A few years ago the show Who Do You Think You Are? debuted on TLC. I tuned in mostly because family history, and not just mine, has always fascinated me. I remember my high school friend telling me stories about her German grandparents and their experience during WW2. I hung on her every word. Another friend shared with me her mother’s first love and how after decades they reconnected and rekindled their romance. When she tells the story, I picture her young mother, ever the Bohemian, with her long, tawny blonde tresses matching her long, tanned legs traipsing the English countryside with her beau. Recently a friend started to tell me about her family’s lengthy Parisian history and I made her stop so I could get myself a hot chocolate and really hunker down and listen to her stories.

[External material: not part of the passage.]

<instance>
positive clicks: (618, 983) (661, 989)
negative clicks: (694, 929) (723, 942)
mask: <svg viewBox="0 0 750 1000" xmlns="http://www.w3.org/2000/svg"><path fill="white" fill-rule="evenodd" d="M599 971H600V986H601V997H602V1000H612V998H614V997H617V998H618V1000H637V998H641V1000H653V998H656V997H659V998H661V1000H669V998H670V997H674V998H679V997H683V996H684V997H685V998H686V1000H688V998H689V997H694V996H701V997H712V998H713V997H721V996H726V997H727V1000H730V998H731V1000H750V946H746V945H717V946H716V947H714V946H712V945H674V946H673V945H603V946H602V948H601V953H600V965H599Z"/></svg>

I love hearing about where people have come from. The colourful characters that make up a family, the experience that turned the fortune of a family, how generations influence and hold power, consciously or unconsciously . . . I can’t get enough of it.
It didn’t take many episodes of Who Do You Think You Are? for me to fall down the rabbit hole at Ancestry.ca. I spent countless hours clicking through the website and more money than I care to admit on my membership. Every day I discovered something new about my family and the proof was there – a signature on a marriage certificate scrawled by my great-grandmother, a death certificate of baby only few living relatives know about, a census record indicating settlement in the exact neighbourhood my husband spent his childhood.
The information was plentiful and I knew that I wanted to preserve it for my own children. After researching the merits of several Etsy artists and their family trees, I knew that I wanted something more and a book, that I could design, was the best way for me to compile the information I had gathered.
I used the on-line book making website, Blurb, and had great success in creating my book. I am now in the final stages of editing and I feel ambivalent to hit publish. A family’s history is never really told. There are stories that have been buried long ago and stories that have yet to be told.